The FPKIPA meets in the morning on the second Tuesday of each month. Contact fpki at gsa.gov to participate in the FPKIPA or its working groups.

Federal Public Key Infrastructure Management Authority

The Federal Public Key Infrastructure Management Authority (FPKIMA) enables government-wide trust by providing trust infrastructure services to federal agencies. The FPKIMA is governed under the FPKI Policy Authority (FPKIPA) and managed by the GSA Federal Acquisition Service.

Activities

  • Manage digital certificate policies and standards to ensure secure physical and logical access, document sharing, and communications across federal agencies and between external business partners.
  • Operate the FPKI Trust Infrastructure, which consists of two main certification authorities (CA):
    • Federal Common Policy CA (FCPCA) is the trust anchor for the Federal Government. Authorized CAs issue certificates for exclusive use by the Federal Government for federal employees and contractors, to include the PKI certificates on the Personal Identity Verification (PIV) credential.
    • Federal Bridge CA (FBCA) is the PKI Bridge that enables interoperability between and among federally operated and business partner PKIs.

FPKIMA Newsletter

If your agency is experiencing issues related to the FBCA or FCPCA, contact fpki-help at gsa.gov

Federal Public Key Infrastructure Working Groups

The FPKIPA charters three, ongoing working groups and potentially other short-term working groups and tiger teams.

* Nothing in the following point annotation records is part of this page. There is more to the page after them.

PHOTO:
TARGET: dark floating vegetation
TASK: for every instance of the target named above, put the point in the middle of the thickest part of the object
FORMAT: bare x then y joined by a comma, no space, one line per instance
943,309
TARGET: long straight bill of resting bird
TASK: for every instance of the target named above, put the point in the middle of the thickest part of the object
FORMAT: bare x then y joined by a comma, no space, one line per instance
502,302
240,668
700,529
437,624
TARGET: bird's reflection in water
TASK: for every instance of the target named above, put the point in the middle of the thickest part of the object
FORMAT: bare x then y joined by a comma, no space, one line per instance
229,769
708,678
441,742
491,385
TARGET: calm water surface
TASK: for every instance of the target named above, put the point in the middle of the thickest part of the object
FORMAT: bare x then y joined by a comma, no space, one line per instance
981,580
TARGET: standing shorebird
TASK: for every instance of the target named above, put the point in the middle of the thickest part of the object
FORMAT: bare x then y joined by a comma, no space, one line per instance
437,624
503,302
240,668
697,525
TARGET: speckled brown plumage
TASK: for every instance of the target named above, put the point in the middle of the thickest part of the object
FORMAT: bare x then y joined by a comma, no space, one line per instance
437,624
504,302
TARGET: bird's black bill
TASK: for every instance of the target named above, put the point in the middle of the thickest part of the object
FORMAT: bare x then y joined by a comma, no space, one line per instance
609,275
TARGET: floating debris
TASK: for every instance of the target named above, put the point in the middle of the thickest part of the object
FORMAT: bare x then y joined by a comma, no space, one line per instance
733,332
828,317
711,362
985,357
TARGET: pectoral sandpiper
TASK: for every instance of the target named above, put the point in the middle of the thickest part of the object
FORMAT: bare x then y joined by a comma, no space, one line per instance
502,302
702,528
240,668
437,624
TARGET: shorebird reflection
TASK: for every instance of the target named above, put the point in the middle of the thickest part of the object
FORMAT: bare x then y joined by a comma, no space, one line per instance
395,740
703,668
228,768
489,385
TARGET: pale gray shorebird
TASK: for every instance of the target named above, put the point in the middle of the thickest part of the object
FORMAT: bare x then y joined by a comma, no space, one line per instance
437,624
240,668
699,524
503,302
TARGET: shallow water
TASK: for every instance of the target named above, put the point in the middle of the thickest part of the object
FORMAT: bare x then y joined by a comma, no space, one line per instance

If you meet the membership criteria and wish to join a working group, email fpki at gsa.gov and include the text “Request to Join xx” where “xx” is the name of the working group.

Working Group Name Purpose Activities Membership Requirements Meeting Schedule
Certificate Policy (CPWG) The Federal Bridge and Common policies advisory group. Facilitate proposed Certificate Policy changes, facilitate the FPKI cross-certification process, and address and resolve issues through policy analysis and modification. Federal employees, designated contractors, and PKI providers involved in the FPKI. As needed.
Shared Service Provider (SSPWG) The Shared Service Provider program advisory group. Identify policy changes that impact the Shared Services Program, address and resolve issues through policy analysis and modification. Only FPKI Shared Service Provider representatives. As needed.
Technical (TWG) Investigate and resolve complex FPKI technical issues. Identify and scope technical FPKI issues, address security concerns and vulnerabilities, and identify technical improvements to enhance the security and operational capabilities. Federal employees, designated contractors, and PKI vendors. As needed.